Castan canta Grazie Roma: «In Brasile per i giallorossi»

di Redazione, @forzaroma

(Il Romanista – P.A.Coletti) È un uomo felice Leandro Castan. Il brasiliano in quattro mesi ha visto cambiare radicalmente in meglio la sua vita.Il 5 luglio alza al cielo la Copa Libertadores con il Corinthians, pochi giorni dopo l’arrivo a Roma, un inizio di Serie A da assoluto protagonista e tre giorni fa la prima convocazione con la Seleçao.

 

Un sogno, quello di indossare la casacca verdeoro, che Castan come tutti i brasiliani coltivava fin da bambino. Un sogno diventato realtà grazie alla sua escalation di prestazioni con la sua vecchia maglia del Corinthians ma soprattutto dall’affermazione in campo europeo con la Roma. «È la prima convocazione e sono felice – ha detto ieri Castan dal ritiro della nazionale brasiliana – . Ho atteso tanto questa chiamata e finalmente è arrivata. Il Corinthians mi ha cambiato la vita, ma anche la Roma è stata importante».

 

Il brasiliano a Roma ha trovato la sua isola felice. Non ha mai sofferto della tanto temuta saudade, ama la città (che frequenta spesso uscendo con amici e compagni di squadra), ha trovato una serenità familiare. La moglie Bruna è contentissiama della scelta fatta in estate dal marito e a breve darà alla luce il secondogenito del difensore brasiliano. Gianluca, il primo figlio, è già tifosissimo della Roma tanto da farsi le foto con la maglia numero cinque del papà. Castan è al settimo cielo, a Roma ha trovato anche un allenatore che sa valorizzarlo e che ripone un’enorme fiducia nelle sue capacità. Il brasiliano nelle sei uscite ufficiali dei giallorossi ha sempre giocato 90’.

 

E contro l’Atalanta Zeman ha scelto lui, a dispetto di Burdisso, come guida del reparto difensivo. La fiducia del Boemo è stata sempre ripagata sul campo dall’ex Corinthians. Sono in molti ad affermare che è lui il fiore all’occhiello del mercato di Walter Sabatini. Delle prestazioni di Castan si è accorto anche il ct della Seleçao Mano Menezes. «Non è stato facile arrivare qui ma ci sono riuscito – le parole del difensore riportate dal sito della federazione verdeoro cbf.com.br -. La concorrenza è grande ma lavorerò tanto per fare bene qui e nella Roma per ricavarmi il mio spazio».

 

Di strada ne ha fatta Castan per arrivare ad essere convocato per la prima volta a quasi 26 anni (il 5 novembre è il suo compleanno).
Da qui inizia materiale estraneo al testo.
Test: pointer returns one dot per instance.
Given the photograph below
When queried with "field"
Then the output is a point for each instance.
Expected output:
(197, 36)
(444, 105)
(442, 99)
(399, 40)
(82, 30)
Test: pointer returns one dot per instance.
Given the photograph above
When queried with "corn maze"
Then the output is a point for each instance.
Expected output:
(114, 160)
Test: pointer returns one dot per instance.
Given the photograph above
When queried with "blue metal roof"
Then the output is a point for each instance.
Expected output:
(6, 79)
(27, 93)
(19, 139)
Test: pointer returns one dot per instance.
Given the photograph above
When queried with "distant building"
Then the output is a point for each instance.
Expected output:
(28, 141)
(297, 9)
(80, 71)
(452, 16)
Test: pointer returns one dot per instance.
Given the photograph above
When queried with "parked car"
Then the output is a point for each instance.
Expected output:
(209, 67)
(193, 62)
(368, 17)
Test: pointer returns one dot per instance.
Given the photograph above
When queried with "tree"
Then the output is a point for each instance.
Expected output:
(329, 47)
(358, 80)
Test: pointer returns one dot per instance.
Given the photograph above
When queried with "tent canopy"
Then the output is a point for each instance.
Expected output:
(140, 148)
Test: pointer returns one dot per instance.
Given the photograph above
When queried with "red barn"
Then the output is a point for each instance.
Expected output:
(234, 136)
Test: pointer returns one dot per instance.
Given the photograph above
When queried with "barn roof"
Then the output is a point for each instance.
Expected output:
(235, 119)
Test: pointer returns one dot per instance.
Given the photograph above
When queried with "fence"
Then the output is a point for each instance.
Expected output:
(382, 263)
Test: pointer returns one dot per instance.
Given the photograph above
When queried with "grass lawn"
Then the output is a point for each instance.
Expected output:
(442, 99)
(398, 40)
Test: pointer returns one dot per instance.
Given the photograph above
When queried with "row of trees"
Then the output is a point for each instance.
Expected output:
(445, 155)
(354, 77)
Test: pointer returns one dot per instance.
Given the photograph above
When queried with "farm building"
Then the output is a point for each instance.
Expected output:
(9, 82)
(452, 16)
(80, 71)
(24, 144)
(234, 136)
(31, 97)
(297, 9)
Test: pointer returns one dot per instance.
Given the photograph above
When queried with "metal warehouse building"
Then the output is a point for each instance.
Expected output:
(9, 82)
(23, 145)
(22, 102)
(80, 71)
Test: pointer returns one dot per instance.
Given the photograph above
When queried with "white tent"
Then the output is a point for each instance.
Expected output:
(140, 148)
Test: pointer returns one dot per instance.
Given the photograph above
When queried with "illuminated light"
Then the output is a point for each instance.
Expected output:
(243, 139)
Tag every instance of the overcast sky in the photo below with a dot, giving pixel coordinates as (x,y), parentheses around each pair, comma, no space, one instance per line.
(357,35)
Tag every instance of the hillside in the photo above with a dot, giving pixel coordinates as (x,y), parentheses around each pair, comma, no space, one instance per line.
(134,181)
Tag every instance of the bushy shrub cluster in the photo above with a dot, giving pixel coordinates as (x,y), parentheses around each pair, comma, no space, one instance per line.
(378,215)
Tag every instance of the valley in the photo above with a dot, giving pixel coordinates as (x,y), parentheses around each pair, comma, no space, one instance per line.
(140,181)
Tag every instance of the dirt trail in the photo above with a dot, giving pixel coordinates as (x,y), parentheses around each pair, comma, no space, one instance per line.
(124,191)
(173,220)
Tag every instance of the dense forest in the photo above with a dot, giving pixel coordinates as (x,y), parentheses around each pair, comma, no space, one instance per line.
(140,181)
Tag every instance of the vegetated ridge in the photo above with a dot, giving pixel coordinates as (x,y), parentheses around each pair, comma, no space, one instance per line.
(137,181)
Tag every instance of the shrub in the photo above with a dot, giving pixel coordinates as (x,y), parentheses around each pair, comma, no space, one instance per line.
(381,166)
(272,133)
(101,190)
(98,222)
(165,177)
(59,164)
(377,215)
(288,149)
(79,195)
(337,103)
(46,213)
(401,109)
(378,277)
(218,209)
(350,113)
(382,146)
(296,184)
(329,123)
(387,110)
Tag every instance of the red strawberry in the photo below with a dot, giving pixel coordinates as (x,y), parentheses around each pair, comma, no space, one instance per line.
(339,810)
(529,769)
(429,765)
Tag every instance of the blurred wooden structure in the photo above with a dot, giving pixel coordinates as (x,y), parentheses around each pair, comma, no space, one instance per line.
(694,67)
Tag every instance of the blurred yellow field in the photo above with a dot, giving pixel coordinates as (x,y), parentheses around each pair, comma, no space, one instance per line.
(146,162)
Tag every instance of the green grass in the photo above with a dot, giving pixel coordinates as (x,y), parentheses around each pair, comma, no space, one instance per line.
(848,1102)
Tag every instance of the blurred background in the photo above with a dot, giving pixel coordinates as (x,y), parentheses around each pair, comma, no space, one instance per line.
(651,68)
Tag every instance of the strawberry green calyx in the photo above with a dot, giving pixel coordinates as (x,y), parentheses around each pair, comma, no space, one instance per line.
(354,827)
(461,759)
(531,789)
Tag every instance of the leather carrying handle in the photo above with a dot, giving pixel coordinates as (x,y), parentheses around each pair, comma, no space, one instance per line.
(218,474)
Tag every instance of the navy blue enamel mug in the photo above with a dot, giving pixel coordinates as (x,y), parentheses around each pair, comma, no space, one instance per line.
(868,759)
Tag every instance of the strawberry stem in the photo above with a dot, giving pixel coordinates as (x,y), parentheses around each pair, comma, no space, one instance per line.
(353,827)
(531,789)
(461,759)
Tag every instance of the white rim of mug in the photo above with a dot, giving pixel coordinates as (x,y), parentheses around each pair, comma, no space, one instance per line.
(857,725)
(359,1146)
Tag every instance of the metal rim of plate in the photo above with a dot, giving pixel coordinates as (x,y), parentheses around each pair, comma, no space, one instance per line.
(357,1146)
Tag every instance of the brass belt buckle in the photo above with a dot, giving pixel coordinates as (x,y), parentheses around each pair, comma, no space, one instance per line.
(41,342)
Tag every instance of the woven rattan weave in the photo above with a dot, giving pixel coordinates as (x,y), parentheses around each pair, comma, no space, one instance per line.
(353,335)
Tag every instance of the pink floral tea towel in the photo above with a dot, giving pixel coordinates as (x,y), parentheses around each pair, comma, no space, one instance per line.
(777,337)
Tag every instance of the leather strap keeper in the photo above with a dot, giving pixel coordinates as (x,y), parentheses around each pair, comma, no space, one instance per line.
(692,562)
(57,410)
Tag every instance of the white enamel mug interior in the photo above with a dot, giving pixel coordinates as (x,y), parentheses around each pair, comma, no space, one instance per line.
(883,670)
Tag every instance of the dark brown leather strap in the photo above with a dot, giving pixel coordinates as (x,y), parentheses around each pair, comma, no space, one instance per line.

Gli esordi nell’Atletico Mineiro (22 presenze in due anni) poi il primo tentativo europeo all’Helsingborg. Un’esperienza non fortunata: in Svezia solo 5 presenze, con un gol, in due anni. Nel 2009 il ritorno in Brasile nel Barueri dove trova una buona continuità fino a guadagnarsi il trasferimento al Corinthians. Con il Timao arriva la consacrazione: la vittoria del campionato 2011 e la Libertadores 2012. Il resto è storia di questi giorni. Storia di un brasiliano felice, sedotto da Roma e già tifoso della Roma.